In fact, they already have–making Brazil the latest, loudest battlefield in a raging global food-fight. The country is an agricultural powerhouse and the world’s number two producer of soybeans, second only to the United States. But unlike its rivals, Brazil currently prohibits commercial planting of genetically modified (GM) crops. The ban delights groups like Greenpeace, who are fighting to make it permanent and to block imports of GM foods as well. It also suits Rio Grande do Sul’s left-wing government, which makes political hay by championing small farmers. But bigger farmers, who produce 70 percent of the soybeans, are determined. Some are smuggling GM seeds in from Argentina, provoking confrontations with police. Genetically modified crops have sparked protests in Europe and demands for labeling in the United States, but in Brazil the two sides are even more polarized.

Which leaves Brazilians sitting in a cross-fire. Do the crops pose ecological and health risks, as Greenpeace contends? Or are they safe, as many scientists and several U.S. agencies attest? More than a third of Brazil’s soy is exported; would GM soybeans be hard to sell in Europe, or do the big farmers know best? So far, Brazilians are still wolfing down GM-rich imports–like Swift Vienna Sausages and Pringles–rather than boycotting them. But the issue is heating up. Opponents are pressing their case in the press, the legislature and the courts; a judge barred planting of GM seeds until the risks could be assessed. Agribusiness argues that crops engineered for disease and pest resistance are a boon to the planet, Brazil included. Says Edmundo Klotz, president of the Brazilian Association of Food Producers: “We have a country to develop.”

On that last point, Brasilia doesn’t need convincing. Earlier this month six senior cabinet members declared their support for GM crops. They were seconded by Brazil’s National Academy of Science, which on July 11 joined scientists around the world in a ringing endorsement of biotech agriculture. Naturally, the seed companies also oppose the ban. Stung by protests in Europe, Monsanto, Novartis and their competitors would love to add Brazil’s vast fields to the 100 million acres in the United States, Canada and Argentina where their soy and corn is cultivated. By one estimate, the ban is costing Monsanto $100 million a year in lost sales. But the GM backlash keeps growing. Greenpeace and its allies recently succeeded in stopping–or at least delaying–six ships from unloading GM imports at Brazilian harbors.

The farmers aren’t backing down either. Last year they planted 8 to 30 percent of Brazil’s soybean crop with genetically modified seeds smuggled from Argentina–much of it in Rio Grande do Sul. The result? A state known for gently rolling grasslands, rich black soils and cowboy bonhomie is increasingly noted for flaring tempers.

Last year Olivio Dutra, the governor and Workers’ Party leader, dispatched farm inspectors on GM-crop search-and-destroy missions. Tensions peaked in December, when dozens of farmers circled their pickups to protect an illegal soy crop. It took 16 hours of negotiations and the state police to end the showdown. But the rebel farmers are undaunted. “The government has to end the ban,” says Gentil Rizzatti, standing on the crest of a hill on his 200-hectare farm, which he soon hopes to carpet with GM soybeans. “Or else people are going to take things into their own hands.”

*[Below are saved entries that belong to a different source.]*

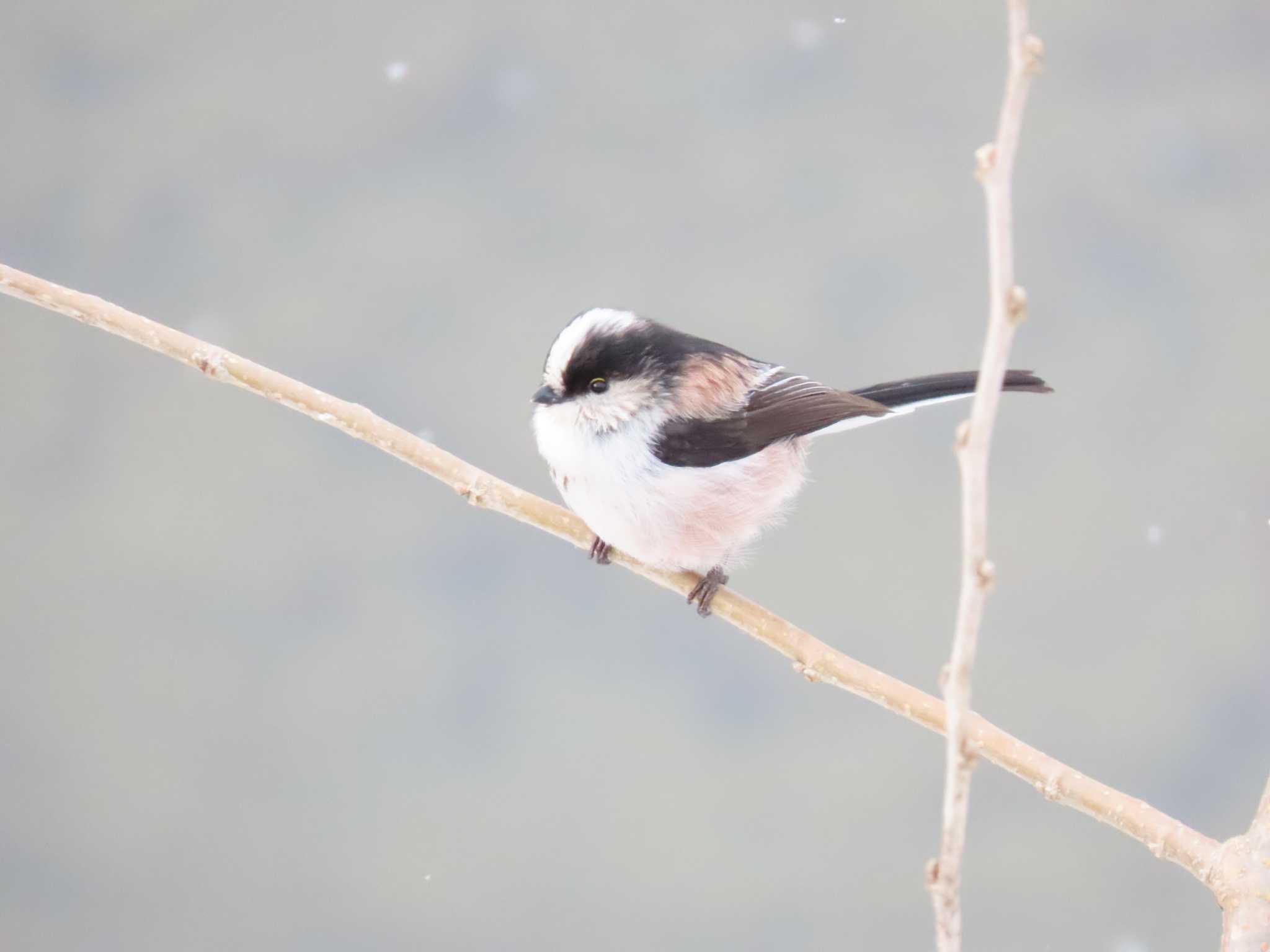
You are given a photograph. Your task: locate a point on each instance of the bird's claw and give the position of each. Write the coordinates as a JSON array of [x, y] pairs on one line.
[[600, 551], [704, 592]]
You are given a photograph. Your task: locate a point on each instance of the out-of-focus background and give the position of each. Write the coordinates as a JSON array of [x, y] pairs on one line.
[[263, 687]]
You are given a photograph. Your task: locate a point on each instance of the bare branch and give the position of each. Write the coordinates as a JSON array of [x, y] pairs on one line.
[[1009, 306], [1241, 881], [817, 662]]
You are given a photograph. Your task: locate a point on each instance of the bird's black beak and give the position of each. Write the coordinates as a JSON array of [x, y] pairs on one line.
[[546, 397]]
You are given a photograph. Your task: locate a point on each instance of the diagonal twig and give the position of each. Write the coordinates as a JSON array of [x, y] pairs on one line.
[[1166, 838], [1009, 305]]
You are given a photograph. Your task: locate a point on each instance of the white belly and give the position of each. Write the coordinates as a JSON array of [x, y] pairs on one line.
[[675, 517]]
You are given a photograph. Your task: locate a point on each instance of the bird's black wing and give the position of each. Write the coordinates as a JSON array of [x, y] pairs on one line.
[[784, 407]]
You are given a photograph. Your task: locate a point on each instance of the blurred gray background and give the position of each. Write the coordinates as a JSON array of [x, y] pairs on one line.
[[263, 687]]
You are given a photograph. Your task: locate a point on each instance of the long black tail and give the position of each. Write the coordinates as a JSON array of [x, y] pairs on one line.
[[940, 386]]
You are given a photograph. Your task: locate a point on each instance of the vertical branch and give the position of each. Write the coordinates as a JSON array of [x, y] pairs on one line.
[[1009, 305], [1242, 885]]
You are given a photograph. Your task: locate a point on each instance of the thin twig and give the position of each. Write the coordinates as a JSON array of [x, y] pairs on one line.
[[817, 662], [1009, 304], [1241, 881]]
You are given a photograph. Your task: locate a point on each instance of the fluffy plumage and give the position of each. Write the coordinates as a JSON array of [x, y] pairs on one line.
[[681, 451]]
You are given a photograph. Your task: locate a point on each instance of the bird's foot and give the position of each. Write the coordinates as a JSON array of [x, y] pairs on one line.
[[600, 551], [705, 591]]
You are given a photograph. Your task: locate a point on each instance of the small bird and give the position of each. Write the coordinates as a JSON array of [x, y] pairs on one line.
[[680, 451]]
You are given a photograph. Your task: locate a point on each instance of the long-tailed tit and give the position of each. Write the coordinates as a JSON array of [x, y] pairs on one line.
[[680, 451]]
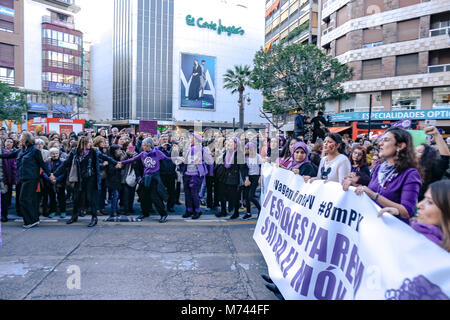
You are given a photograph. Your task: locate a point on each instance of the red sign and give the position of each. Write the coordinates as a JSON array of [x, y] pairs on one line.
[[148, 127], [64, 128]]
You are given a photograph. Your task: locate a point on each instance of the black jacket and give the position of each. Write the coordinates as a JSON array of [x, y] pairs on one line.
[[167, 167], [236, 174], [29, 162]]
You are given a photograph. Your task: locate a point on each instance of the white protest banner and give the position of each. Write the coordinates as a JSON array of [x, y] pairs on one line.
[[320, 242]]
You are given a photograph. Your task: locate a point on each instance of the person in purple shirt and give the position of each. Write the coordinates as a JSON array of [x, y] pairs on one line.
[[194, 170], [153, 186], [9, 167], [396, 182], [433, 214]]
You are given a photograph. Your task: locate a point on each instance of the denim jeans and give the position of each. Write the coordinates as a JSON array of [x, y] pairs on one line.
[[115, 200]]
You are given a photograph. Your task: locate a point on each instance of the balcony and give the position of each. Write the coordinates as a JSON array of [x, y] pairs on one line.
[[61, 44], [60, 64], [439, 68], [7, 80], [440, 31], [48, 19]]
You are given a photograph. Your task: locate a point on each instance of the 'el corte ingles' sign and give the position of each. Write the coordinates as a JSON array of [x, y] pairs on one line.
[[219, 27]]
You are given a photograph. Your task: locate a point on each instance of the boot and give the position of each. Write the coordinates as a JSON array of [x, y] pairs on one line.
[[94, 221], [187, 214], [235, 215], [73, 219]]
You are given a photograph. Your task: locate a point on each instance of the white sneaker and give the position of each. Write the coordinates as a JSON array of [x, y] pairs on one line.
[[31, 225]]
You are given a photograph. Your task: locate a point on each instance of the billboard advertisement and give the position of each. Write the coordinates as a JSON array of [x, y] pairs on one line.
[[197, 76]]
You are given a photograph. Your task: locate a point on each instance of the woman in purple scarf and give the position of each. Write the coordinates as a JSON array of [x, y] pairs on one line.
[[152, 186], [433, 215], [9, 167], [300, 163], [234, 172], [194, 170], [396, 182]]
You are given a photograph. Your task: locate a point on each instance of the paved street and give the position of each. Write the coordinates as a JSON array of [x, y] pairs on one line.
[[183, 259]]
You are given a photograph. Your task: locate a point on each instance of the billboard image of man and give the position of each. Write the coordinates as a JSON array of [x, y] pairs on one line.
[[197, 84]]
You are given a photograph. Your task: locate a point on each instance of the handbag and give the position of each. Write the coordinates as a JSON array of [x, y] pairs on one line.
[[73, 174], [131, 178], [221, 173]]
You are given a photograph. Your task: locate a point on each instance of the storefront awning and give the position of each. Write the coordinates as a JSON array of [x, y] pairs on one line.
[[338, 129]]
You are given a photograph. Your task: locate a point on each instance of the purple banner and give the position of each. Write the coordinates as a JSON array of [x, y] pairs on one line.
[[64, 87], [404, 124], [148, 126]]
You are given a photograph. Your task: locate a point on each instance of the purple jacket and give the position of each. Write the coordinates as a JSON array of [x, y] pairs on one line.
[[433, 233], [404, 189], [150, 160], [9, 170]]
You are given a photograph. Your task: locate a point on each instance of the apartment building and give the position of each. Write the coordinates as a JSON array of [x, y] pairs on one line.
[[400, 54], [292, 21], [41, 51]]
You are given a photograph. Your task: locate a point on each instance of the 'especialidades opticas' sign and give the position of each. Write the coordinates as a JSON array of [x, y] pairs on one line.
[[219, 27], [394, 115]]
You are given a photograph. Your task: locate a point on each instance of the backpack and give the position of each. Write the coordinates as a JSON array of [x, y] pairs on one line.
[[131, 177]]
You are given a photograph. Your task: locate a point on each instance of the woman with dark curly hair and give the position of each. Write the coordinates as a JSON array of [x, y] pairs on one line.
[[396, 182], [432, 163], [358, 160], [433, 214]]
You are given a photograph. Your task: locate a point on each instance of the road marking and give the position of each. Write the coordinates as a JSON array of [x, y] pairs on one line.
[[168, 223]]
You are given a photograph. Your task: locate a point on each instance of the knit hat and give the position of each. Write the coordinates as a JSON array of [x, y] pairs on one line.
[[149, 141]]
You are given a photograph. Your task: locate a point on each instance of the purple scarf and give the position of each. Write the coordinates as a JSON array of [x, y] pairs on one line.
[[294, 164], [229, 160], [433, 233]]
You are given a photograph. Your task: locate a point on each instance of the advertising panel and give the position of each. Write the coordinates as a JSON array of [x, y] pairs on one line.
[[197, 76]]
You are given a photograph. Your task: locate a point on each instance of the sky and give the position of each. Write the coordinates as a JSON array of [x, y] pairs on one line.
[[89, 19]]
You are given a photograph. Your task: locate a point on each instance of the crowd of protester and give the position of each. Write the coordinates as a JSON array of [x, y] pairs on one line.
[[411, 183], [104, 173]]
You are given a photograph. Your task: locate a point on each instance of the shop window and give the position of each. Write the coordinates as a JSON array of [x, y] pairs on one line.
[[441, 97], [406, 99], [371, 69], [407, 64]]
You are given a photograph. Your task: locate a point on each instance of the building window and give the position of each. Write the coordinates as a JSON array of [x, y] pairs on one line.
[[371, 69], [342, 16], [406, 99], [407, 64], [408, 30], [405, 3], [341, 45], [373, 7], [441, 97], [361, 102], [373, 36], [7, 75]]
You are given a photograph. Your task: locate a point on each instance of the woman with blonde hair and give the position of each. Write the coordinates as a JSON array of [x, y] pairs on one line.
[[84, 166], [29, 164], [433, 214]]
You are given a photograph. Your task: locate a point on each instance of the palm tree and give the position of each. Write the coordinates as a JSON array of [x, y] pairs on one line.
[[237, 80]]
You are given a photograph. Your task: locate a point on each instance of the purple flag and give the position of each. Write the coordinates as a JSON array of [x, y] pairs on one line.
[[404, 124]]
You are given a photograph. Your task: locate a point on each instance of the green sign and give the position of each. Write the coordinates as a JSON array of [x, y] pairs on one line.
[[219, 27]]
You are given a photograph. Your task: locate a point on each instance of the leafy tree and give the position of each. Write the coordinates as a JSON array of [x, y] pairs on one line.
[[89, 124], [13, 103], [297, 76], [237, 80]]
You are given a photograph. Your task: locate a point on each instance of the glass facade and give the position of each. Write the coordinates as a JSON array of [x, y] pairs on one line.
[[7, 75], [406, 99], [122, 57], [361, 102], [441, 97], [61, 58], [154, 60], [151, 82]]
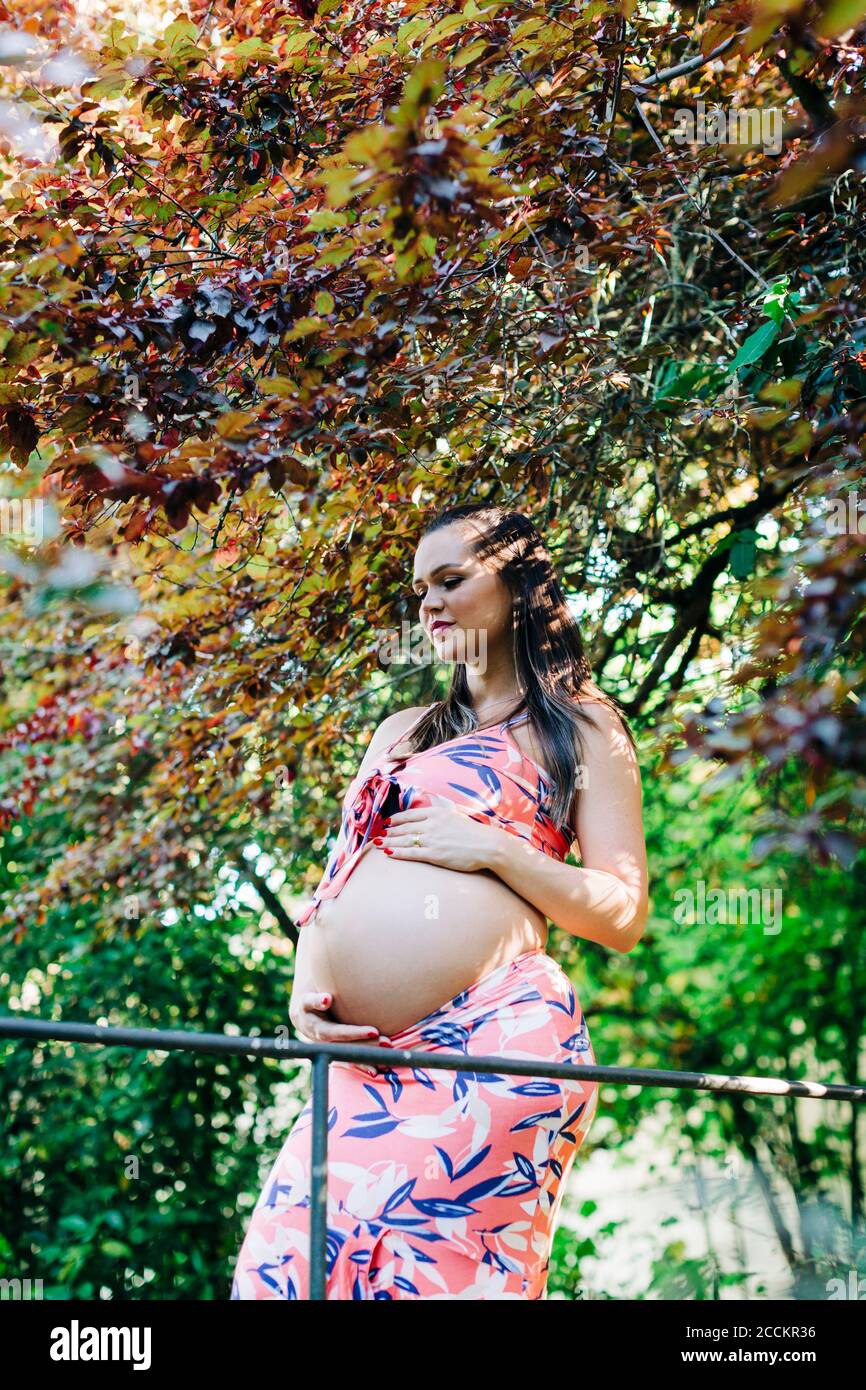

The farmers insist that GM soybeans are an environmental plus, because they don’t require heavy tilling or heavy doses of pesticides. Monsanto, whose vigorous defense of GM crops in Europe turned into a PR debacle, is hoping that Brazil will respond differently. Company executives say they are still confident that, once the health and environmental impact studies are in, the Brazilians will lift the ban on biotech agriculture. That may yet happen, but not until the courts have threshed out a bumper crop of anti-GM injunctions. “I guess our message just isn’t getting through,” says Monsanto spokesman Gary Barton. So far, that may be the closest thing to a consensus in Brazil’s embattled farm country.